The current era is characterized by a growing elderly population due to increased life expectancy and a declining birth rate. This demographic shift leads to a rise in disabilities, emphasizing the importance of healthy aging and functional ability. In response to these challenges, innovative assistive methodologies are being explored, particularly in the integration into physical human-robot interaction.
Parallel Robots (PRs) are closed kinematic chains that exhibit unique advantages for human limb rehabilitation, thanks to their stiffness, accuracy, and robustness. However, their complex modeling and the presence of singularities within the workspace pose a challenge to ensure safe and effective interaction. This document proposes a collection of novel control algorithms using a PR to cover a wide spectrum of applications within the context of assistive robotics, ranging from passive training (in which the user does not generate the movements, so minimal to no effort is induced) to active exercises (requiring the patient's voluntary muscle contractions) and power augmentation.

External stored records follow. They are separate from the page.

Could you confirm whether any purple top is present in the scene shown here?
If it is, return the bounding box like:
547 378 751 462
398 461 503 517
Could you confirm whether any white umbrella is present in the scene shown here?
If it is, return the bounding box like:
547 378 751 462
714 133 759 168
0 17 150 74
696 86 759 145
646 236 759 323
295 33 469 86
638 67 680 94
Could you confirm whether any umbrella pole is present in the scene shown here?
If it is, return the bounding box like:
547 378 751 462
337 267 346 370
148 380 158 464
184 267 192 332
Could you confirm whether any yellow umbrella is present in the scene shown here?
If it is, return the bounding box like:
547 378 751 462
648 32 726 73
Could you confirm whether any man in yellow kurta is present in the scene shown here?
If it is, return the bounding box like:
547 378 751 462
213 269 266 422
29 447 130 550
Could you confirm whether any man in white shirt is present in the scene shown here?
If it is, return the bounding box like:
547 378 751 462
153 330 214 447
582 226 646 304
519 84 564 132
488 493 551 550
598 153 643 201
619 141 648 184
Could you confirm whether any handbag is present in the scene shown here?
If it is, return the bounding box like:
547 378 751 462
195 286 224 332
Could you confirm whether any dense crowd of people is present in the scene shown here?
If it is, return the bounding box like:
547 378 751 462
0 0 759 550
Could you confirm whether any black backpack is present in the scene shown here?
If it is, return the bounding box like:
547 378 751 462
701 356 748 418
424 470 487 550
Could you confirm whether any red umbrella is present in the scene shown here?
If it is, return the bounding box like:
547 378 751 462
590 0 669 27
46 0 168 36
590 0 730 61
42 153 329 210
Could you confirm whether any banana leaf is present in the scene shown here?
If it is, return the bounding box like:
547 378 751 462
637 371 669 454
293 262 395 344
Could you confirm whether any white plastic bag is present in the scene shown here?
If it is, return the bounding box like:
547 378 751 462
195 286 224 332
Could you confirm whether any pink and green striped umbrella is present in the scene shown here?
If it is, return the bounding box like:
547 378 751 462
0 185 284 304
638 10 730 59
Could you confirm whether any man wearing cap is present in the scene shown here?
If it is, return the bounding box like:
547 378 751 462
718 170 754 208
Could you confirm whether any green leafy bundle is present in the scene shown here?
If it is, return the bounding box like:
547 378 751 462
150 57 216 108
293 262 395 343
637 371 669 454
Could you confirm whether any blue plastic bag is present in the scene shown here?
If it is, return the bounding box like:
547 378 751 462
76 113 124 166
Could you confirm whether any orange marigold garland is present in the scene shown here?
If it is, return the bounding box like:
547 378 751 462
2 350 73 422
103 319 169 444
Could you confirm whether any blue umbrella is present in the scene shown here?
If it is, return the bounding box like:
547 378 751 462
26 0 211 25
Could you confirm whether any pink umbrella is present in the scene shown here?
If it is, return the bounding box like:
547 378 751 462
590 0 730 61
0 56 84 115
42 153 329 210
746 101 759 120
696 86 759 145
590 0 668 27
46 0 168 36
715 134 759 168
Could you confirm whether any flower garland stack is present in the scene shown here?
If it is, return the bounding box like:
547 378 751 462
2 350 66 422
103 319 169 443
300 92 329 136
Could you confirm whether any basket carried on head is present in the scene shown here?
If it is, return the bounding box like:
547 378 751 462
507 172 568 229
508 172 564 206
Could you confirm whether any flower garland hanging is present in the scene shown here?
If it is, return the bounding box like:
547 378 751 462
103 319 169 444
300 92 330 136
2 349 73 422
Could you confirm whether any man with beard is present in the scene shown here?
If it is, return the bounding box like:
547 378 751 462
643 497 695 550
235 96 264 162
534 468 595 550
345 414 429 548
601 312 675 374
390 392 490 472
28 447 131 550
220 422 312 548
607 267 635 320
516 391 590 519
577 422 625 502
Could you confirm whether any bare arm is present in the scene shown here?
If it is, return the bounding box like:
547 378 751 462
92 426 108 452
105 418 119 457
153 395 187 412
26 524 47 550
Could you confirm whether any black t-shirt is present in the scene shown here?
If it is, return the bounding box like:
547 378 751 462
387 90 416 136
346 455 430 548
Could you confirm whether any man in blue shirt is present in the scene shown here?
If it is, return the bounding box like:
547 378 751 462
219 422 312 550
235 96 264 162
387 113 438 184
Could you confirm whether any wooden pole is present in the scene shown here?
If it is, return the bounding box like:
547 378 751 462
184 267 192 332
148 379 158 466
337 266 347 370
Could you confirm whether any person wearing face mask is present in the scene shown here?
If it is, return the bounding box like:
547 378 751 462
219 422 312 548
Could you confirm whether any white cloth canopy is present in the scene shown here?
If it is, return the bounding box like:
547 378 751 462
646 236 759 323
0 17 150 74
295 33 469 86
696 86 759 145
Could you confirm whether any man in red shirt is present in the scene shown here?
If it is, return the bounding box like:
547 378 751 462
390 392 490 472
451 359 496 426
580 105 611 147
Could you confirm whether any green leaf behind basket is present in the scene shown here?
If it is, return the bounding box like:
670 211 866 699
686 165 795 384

The first algorithm addresses the challenge of trajectory tracking with a model-based controller with force exchange between the human and the robot in the absence of a force sensor. By including a mechanism to estimate this interaction force online using Least Squares (LS) within the model, the algorithm provides valuable insight for therapists or other algorithms and continuously reduces tracking errors by correcting the dynamic model online.
In active training scenarios, force-based controllers are essential to respond appropriately to interactions. The thesis incorporates an admittance controller with a force sensor. Despite the benefits of this interaction, there are risks associated with human modification of robot trajectories due to the presence of singularities within the workspace that must be avoided to ensure the patient's safety. Dynamic Movement Primitives (DMP) are employed to encode the initial trajectory, which can be modified with coupling terms to achieve both objectives of admittance control and singularity avoidance simultaneously.
In the early stages of rehabilitation, patients may lack full motor skills due to the injury, so passive exercises should be employed. This research proposes an intelligent mechanism for passive exercises that allows users to return to previous safe positions and resume the exercise in a self-paced manner. The trajectory reversal is achieved with Reversible Dynamic Movement Primitives (RDMP). The approach involves encoding the expected behavior using data from the analogous healthy limb and reversing the trajectory when the injured limb deviates from the established statistical patterns. This approach aligns with the paradigm of Imitation Learning.
Finally, musculoskeletal models play a crucial role in estimating the user's muscle forces, offering significant utility when integrated in controllers operating in muscular space. These controllers can be applied in both power augmentation and rehabilitation contexts. In power augmentation, the concept of manipulability describes the human's ability to exert forces in any direction. Achieving isotropic manipulability is desirable to maintain constant muscular activation, and this study investigates its representation with a novel concept called a force envelope. Furthermore, this research explores the use of muscle-targeted controllers in assistance or rehabilitation settings, by means of a closed-loop controller designed to induce specific tension forces in muscles.